HARARE – The growing success of the foreign currency auctions to stabilise exchange rates and the consequent dramatic lowering of inflation expectations were reflected on the Zimbabwe Stock Exchange (ZSE) yesterday when it restarted trading following a five-week suspension.
When trading was suspended, the ZSE had seen a prolonged bull run as investors saw equities as a hedge against rising inflation.
But yesterday sober bears moved in although falls in prices were generally small, averaging close to 5 percent with a similar drop in total market value from $228 billion recorded on 26 June to $218 billion.
These modest falls are likely to be the result of actual lower inflation in the past few weeks and expectations that inflation levels will remain well below the June jumps.
Government had suspended trading activity after June 26 to investigate potential manipulations of prices. After finding that trading in purely local shares was not a problem, the ZSE was allowed to re-open.
However trading is still suspended in the three shares that are quoted on other exchanges, financial services giant Old Mutual, regional cement maker PPC, and seed producer Seed Co International.
There have been allegations that the price comparisons of the three across exchanges have led to price manipulations by buyers and that the price comparisons have been severely misinterpreted as a virtual exchange rate.
By close of Monday trades, all indicators were in the negative as stocks across the board fell in price, mostly modestly.

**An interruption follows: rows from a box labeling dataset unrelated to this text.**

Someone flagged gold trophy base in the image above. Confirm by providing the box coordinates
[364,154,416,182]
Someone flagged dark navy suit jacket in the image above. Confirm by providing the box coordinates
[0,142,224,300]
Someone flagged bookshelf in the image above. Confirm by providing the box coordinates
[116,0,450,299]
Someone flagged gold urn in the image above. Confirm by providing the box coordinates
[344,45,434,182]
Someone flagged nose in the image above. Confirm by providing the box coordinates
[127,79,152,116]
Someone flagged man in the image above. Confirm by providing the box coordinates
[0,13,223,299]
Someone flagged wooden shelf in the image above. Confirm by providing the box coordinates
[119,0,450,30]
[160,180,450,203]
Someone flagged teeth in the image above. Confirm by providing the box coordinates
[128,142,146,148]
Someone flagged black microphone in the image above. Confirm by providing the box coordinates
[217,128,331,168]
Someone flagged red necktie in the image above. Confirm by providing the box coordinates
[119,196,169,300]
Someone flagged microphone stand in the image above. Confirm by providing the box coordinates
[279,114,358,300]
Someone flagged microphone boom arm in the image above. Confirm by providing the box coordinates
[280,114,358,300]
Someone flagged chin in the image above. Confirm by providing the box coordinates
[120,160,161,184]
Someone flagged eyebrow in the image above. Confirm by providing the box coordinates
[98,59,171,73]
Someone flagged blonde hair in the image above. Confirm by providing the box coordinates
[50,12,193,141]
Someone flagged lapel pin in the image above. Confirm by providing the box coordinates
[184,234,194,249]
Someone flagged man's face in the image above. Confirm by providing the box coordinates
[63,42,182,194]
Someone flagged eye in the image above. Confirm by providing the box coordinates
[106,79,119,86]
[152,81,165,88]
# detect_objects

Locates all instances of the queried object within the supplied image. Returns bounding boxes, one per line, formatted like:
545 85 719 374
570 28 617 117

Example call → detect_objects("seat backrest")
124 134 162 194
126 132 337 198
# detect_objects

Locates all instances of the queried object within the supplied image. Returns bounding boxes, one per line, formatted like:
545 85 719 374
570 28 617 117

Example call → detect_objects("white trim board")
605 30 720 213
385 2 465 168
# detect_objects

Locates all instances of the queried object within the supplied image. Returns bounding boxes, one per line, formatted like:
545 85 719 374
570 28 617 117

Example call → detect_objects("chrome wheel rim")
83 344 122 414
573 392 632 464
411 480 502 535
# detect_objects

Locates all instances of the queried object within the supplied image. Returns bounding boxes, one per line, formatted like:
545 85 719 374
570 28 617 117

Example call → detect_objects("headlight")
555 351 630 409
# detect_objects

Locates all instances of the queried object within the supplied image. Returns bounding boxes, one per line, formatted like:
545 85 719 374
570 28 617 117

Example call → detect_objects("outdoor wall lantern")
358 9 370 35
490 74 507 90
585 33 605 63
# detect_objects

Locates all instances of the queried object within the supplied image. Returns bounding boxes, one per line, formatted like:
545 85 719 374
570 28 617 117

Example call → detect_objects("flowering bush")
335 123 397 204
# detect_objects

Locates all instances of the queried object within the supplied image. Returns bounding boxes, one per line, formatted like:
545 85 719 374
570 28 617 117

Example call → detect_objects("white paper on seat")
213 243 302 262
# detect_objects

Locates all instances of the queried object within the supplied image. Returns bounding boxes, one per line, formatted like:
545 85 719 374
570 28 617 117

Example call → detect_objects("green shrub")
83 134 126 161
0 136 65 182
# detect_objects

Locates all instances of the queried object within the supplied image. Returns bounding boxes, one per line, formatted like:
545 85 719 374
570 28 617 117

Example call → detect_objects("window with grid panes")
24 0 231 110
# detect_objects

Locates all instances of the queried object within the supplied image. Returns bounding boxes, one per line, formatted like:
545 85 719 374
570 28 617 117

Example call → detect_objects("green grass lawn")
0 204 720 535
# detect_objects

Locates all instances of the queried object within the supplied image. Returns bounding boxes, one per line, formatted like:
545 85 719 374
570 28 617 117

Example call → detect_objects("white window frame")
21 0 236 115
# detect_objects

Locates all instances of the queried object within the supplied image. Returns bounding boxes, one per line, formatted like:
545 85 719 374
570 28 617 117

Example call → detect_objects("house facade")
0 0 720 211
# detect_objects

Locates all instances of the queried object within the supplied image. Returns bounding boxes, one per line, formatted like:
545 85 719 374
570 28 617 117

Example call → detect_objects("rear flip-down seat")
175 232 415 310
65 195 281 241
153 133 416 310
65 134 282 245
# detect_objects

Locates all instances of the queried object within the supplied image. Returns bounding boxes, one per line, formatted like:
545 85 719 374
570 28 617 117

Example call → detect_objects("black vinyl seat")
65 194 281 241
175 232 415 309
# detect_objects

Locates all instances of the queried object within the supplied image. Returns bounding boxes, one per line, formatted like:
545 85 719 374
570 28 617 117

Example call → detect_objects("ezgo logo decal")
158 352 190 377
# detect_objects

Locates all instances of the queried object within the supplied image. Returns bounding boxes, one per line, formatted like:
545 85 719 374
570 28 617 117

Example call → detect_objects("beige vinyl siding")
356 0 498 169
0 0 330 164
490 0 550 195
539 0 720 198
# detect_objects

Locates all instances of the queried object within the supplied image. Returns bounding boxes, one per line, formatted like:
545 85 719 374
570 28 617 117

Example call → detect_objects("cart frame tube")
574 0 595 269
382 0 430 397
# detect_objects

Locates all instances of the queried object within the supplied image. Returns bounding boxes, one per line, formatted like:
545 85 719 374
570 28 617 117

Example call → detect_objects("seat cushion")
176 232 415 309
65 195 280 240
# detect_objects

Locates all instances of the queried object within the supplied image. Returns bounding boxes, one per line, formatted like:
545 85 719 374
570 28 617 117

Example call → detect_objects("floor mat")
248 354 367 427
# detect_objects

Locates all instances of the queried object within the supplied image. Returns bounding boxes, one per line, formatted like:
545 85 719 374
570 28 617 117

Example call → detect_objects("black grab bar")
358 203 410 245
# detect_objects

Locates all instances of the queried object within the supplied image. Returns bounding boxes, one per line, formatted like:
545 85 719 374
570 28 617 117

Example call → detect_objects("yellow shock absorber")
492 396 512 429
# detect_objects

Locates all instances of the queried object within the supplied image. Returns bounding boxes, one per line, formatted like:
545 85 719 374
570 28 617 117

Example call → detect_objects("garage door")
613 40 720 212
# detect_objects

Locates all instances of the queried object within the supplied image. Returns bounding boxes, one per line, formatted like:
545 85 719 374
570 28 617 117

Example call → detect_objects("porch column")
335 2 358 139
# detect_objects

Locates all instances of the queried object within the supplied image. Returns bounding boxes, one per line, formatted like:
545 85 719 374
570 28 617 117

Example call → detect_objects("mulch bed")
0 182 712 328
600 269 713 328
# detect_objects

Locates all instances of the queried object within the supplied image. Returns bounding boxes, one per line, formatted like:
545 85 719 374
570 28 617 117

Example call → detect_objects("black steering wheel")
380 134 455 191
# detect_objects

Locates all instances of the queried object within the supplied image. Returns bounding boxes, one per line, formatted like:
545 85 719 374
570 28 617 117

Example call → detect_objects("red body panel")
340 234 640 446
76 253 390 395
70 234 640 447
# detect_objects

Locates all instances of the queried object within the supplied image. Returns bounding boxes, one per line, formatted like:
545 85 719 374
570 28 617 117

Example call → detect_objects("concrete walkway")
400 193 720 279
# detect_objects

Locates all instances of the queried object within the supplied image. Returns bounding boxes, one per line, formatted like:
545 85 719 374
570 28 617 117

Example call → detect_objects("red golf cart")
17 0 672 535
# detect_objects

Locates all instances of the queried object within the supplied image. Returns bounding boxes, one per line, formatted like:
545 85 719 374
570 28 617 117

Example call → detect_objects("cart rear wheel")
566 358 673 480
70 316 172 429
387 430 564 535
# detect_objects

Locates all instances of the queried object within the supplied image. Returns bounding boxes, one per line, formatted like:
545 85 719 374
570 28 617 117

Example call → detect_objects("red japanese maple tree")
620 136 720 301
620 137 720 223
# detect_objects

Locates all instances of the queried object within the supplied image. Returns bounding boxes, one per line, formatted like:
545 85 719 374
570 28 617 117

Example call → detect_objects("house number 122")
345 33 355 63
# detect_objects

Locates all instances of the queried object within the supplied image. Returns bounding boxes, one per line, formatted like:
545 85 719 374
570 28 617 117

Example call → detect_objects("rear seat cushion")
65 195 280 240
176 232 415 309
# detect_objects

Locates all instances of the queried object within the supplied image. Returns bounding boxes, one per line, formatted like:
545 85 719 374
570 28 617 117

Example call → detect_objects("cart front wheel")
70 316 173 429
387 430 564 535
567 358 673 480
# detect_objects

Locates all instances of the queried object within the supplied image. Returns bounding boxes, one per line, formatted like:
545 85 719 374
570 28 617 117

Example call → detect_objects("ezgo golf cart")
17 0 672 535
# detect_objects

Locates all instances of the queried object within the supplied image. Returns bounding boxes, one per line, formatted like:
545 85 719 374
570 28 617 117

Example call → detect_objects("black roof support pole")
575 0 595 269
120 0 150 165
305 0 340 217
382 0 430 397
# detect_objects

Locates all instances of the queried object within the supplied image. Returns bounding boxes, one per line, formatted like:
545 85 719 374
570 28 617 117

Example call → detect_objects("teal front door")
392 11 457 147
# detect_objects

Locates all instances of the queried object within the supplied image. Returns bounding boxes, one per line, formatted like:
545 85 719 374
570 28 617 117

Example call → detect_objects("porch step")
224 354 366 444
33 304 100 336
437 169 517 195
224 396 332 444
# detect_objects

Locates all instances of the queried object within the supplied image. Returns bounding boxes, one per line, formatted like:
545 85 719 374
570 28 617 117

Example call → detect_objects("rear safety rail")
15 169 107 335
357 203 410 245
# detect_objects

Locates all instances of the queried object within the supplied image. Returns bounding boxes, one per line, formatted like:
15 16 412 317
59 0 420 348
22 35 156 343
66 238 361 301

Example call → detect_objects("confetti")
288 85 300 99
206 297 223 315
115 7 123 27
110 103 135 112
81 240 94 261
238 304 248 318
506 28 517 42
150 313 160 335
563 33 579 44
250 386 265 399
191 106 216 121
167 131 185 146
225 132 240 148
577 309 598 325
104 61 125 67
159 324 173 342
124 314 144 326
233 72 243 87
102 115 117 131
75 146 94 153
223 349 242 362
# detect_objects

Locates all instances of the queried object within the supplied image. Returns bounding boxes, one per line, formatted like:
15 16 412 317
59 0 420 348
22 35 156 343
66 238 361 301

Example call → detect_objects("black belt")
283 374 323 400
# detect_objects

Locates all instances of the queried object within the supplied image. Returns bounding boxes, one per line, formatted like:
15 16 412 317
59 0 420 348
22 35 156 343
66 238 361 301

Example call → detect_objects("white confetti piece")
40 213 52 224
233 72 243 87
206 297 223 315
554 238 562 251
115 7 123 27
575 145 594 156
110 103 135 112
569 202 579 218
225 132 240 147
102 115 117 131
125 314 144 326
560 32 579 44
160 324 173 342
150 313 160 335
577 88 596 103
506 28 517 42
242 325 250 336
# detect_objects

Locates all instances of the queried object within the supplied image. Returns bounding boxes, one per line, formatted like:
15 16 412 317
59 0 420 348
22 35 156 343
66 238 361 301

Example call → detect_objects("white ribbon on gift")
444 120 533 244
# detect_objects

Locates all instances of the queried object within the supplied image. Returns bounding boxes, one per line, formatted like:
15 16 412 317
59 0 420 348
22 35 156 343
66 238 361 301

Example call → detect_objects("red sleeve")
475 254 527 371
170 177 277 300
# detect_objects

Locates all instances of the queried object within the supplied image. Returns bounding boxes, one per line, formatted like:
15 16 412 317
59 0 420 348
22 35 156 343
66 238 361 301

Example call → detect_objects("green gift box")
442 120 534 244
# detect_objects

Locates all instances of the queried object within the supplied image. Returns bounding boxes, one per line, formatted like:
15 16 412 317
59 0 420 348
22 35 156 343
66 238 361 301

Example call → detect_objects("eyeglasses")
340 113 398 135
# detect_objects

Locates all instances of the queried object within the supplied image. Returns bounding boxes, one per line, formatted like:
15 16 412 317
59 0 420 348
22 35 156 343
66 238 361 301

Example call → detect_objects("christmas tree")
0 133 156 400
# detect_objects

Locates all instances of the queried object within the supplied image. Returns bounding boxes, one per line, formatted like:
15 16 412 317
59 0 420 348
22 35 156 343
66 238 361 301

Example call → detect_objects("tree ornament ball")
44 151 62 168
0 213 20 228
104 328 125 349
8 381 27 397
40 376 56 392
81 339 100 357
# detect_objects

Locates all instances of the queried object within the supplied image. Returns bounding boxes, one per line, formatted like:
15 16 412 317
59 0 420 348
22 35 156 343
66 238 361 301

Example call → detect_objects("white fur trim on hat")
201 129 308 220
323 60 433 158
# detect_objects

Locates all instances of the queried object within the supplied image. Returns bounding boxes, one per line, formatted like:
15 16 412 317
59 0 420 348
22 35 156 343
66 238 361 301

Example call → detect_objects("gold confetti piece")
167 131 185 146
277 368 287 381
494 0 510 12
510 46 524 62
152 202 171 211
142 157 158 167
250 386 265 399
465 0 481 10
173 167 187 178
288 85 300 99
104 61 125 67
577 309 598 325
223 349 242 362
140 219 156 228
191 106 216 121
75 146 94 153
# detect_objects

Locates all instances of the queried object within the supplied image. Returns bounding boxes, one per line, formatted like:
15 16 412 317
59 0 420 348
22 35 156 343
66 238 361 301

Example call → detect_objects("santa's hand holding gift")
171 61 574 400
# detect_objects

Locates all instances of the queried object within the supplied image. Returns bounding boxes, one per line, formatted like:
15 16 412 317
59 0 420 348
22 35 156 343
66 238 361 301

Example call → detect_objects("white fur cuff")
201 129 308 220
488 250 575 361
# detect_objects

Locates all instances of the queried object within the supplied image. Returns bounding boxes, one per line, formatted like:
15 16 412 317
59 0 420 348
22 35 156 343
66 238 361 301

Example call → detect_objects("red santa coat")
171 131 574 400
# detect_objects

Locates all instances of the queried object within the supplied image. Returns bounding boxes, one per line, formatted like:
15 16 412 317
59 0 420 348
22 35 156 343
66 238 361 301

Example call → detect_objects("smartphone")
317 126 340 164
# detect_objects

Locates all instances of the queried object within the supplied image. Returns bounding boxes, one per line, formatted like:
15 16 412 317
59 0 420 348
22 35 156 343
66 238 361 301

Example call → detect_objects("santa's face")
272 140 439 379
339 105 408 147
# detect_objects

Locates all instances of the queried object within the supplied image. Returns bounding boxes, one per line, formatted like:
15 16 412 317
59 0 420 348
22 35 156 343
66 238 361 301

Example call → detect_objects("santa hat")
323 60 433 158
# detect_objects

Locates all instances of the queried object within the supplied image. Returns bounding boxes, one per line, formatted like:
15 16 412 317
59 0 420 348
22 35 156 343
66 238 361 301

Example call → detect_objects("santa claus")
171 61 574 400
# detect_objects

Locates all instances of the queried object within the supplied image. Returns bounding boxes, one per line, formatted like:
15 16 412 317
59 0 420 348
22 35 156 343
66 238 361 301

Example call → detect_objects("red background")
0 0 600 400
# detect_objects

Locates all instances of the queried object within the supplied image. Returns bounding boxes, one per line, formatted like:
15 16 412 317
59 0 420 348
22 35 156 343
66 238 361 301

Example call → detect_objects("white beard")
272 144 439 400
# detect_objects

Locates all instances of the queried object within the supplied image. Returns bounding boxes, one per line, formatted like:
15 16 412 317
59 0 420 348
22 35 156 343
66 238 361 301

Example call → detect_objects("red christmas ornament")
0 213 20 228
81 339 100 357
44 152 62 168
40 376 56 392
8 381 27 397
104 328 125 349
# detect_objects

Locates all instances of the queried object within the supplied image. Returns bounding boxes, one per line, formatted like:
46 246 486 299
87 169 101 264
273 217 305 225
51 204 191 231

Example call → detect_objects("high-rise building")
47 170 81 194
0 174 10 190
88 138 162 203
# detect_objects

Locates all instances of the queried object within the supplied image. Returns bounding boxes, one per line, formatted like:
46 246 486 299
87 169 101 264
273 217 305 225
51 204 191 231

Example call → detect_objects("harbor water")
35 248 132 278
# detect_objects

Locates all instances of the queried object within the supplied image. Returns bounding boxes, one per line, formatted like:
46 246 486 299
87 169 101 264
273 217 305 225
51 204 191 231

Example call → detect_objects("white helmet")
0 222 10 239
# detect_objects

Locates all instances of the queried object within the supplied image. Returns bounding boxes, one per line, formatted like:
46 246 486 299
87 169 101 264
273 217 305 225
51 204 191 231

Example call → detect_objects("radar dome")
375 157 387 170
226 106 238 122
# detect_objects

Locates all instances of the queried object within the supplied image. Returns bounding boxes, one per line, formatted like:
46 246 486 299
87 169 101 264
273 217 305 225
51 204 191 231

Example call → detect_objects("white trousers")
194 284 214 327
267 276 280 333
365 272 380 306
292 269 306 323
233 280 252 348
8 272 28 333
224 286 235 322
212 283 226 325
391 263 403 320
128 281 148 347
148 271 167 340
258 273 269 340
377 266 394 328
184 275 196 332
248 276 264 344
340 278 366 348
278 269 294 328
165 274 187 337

The primary indicator, the ZSE All Share Index shed four percent to settle at 1 708 points, while the ZSE Top 10 eased five percent to 1 163 points as the market’s heavy cap counters were brought into line with currency economic expectations.
The ZSE Top 15 reduced by 75 points to close at 1 337 points. At 3 213 points, the Medium Cap was 89 points less. The Small Cap went down four percent to close at 5 313 points.
Weighing down the market were Powerspeed that lost 20 percent to $1,16. Padenga lost 19 percent to $11,05 and MedTech lost the same percentage to 9,5 cents. TSL eased 17 percent to $3,40 while Mashonaland Holdings wrapped the top five fallers with a 16 percent decline to 60 cents
Only Bindura and ZB Financial Holdings traded up to close at $3,93 and $11,35 in that order.
At $2,9 million, foreign sales outpaced the $57 909 foreign buys. Total turnover amounted to $10,246 million.
At the top of the trading drivers were diversified industrial conglomerate Innscor at $2,369 million, Delta at $1,668 million and Bindura at $1,367 million. Padenga, at $770 185, and Seed Co at $749 050 made up the rest of the trading top five.